A department store is not an obvious location for a skate park but that is exactly what Le Bon Marché in Paris unveiled one evening this month — with a skateboarder showing off his moves on bright pink ramp suspended from the ceiling.
The soirée was to launch its Los Angeles Rive Gauche exhibition, in which Le Bon Marché has given itself a West Coast makeover. For the next few weeks it will celebrate all things LA: featuring pop-up stores and American brands in fashion, food, beauty, home, the store’s first-ever yoga studio — and even a tattoo artist.
“You have to give customers another reason beyond shopping to come to the store, such as an exhibition or collaboration,” said Patrice Wagner, chairman and chief executive of Le Bon Marché Group, which is recognised as the first-ever modern department store and was the inspiration for the luxury emporium in Emile Zola’s 1883 work Au Bonheur des Dames.

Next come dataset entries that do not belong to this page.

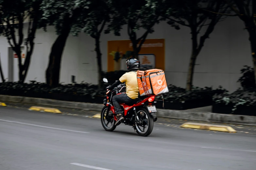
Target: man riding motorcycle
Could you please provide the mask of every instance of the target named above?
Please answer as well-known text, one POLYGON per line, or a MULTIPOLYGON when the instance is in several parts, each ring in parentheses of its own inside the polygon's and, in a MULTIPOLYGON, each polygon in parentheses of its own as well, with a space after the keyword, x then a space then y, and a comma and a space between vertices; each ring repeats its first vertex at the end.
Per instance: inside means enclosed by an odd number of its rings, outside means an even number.
POLYGON ((139 87, 137 81, 137 71, 140 68, 140 61, 133 58, 126 60, 128 72, 124 74, 111 86, 107 87, 107 91, 111 90, 120 84, 125 82, 126 93, 122 93, 113 97, 113 103, 115 108, 115 113, 117 120, 115 125, 118 125, 121 121, 124 119, 123 116, 124 112, 119 103, 135 104, 139 100, 138 97, 139 87))

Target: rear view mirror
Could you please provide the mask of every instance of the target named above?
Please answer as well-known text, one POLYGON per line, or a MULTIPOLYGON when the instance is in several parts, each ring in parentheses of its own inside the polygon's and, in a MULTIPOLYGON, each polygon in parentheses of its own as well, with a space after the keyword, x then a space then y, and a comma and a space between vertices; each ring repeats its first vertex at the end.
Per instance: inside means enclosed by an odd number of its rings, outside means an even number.
POLYGON ((103 81, 105 83, 108 83, 108 79, 107 79, 106 78, 104 78, 103 79, 103 81))

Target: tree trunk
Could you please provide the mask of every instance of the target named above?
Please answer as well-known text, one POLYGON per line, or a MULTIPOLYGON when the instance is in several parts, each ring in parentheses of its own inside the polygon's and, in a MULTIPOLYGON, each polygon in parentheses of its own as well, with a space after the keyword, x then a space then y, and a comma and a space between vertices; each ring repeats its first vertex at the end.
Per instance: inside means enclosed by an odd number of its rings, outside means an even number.
POLYGON ((51 87, 58 86, 59 84, 61 57, 70 32, 70 27, 69 25, 63 24, 60 34, 52 47, 45 74, 46 84, 51 87))
MULTIPOLYGON (((256 27, 254 26, 254 28, 256 27)), ((249 38, 251 45, 251 51, 252 57, 252 63, 254 70, 254 77, 256 84, 256 30, 255 29, 248 30, 249 38)))
POLYGON ((138 48, 137 47, 137 40, 131 40, 131 42, 132 43, 132 49, 133 51, 133 53, 132 54, 132 57, 136 59, 138 59, 138 54, 139 51, 138 51, 138 48))
POLYGON ((191 90, 192 89, 195 65, 196 64, 196 61, 197 56, 197 54, 196 54, 195 50, 192 50, 189 62, 188 74, 187 76, 187 85, 186 90, 187 91, 191 90))
POLYGON ((101 66, 101 53, 100 46, 99 36, 97 36, 95 38, 95 51, 97 56, 97 64, 98 64, 98 83, 99 88, 101 87, 102 80, 102 69, 101 66))
POLYGON ((191 23, 190 29, 191 31, 191 39, 192 40, 192 50, 190 56, 188 74, 187 76, 187 81, 186 90, 187 91, 191 90, 193 84, 193 77, 194 75, 195 65, 196 60, 198 55, 197 50, 197 27, 196 26, 196 17, 194 17, 193 20, 194 22, 191 23))
POLYGON ((1 78, 2 78, 2 81, 4 83, 5 81, 5 78, 4 77, 4 74, 3 73, 3 70, 2 69, 2 64, 1 64, 1 57, 0 57, 0 73, 1 74, 1 78))

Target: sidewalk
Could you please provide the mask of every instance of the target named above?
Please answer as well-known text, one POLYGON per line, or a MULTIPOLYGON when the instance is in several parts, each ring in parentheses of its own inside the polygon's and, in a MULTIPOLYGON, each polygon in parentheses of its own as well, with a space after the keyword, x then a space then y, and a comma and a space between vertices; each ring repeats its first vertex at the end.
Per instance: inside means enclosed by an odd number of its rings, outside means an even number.
MULTIPOLYGON (((67 102, 54 100, 21 96, 0 95, 0 102, 28 104, 31 106, 48 106, 100 111, 103 105, 67 102)), ((256 126, 256 116, 220 114, 211 113, 211 106, 188 109, 176 110, 158 109, 159 117, 176 119, 256 126)))

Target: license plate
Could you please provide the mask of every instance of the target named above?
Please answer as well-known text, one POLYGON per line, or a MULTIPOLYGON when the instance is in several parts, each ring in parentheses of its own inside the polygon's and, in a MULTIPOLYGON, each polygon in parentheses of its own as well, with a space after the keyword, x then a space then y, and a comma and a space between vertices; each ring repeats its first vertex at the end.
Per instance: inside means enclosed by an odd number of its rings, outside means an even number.
POLYGON ((157 112, 156 107, 154 105, 148 105, 147 106, 147 109, 150 113, 157 112))

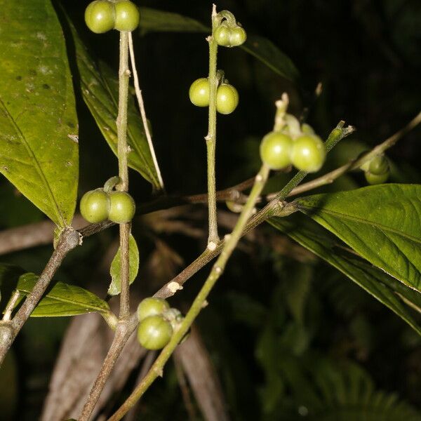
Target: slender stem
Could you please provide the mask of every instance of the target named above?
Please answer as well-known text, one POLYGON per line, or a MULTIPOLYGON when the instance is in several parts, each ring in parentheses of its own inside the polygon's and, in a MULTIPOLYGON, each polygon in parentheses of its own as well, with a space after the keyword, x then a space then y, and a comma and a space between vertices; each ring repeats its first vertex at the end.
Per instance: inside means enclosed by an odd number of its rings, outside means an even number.
POLYGON ((138 71, 136 70, 136 62, 135 60, 135 51, 133 49, 133 40, 131 32, 128 33, 128 48, 130 51, 130 60, 131 62, 132 71, 133 72, 135 91, 136 93, 136 98, 138 98, 138 103, 139 104, 139 109, 140 110, 140 115, 142 116, 143 127, 145 128, 145 134, 146 135, 146 139, 149 147, 149 151, 152 157, 152 161, 154 162, 154 166, 155 167, 155 171, 156 171, 156 175, 158 176, 158 182, 159 182, 159 186, 161 187, 161 189, 162 191, 165 191, 165 187, 163 186, 163 180, 162 180, 161 170, 159 169, 159 166, 158 165, 158 160, 156 159, 155 149, 154 149, 154 144, 152 143, 152 137, 151 135, 151 132, 149 129, 147 119, 146 118, 145 104, 143 102, 143 98, 142 97, 142 91, 140 91, 140 86, 139 85, 139 77, 138 76, 138 71))
POLYGON ((220 255, 213 265, 210 274, 208 276, 208 279, 202 286, 200 292, 192 304, 192 307, 186 314, 180 328, 174 333, 169 343, 162 350, 149 373, 143 378, 140 384, 135 389, 126 402, 124 402, 119 410, 117 410, 117 411, 109 418, 109 421, 117 421, 118 420, 121 420, 142 396, 154 380, 162 373, 165 363, 173 354, 173 352, 178 345, 178 342, 189 330, 189 328, 193 323, 194 319, 196 319, 201 309, 203 307, 203 304, 206 302, 208 295, 224 272, 227 262, 239 242, 248 220, 253 213, 256 200, 265 187, 269 171, 269 167, 265 164, 263 164, 260 171, 256 175, 255 182, 248 196, 248 200, 244 205, 243 211, 240 214, 235 227, 232 234, 226 236, 226 241, 220 255))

Despite its long history, the department store model is under scrutiny as profits and sales at chains across Europe and the US fall as they struggle to attract customers.
This week in the UK, Middle England’s favourite chain John Lewis reported that profits dropped 99 per cent in the first half, with its department stores hit by falling sales. Highstreet stalwart Debenhams instructed advisers to draw up turnround plans that could involve store closures, sending its shares plummeting. A month earlier, rival House of Fraser collapsed into administration before being bought by Sports Direct.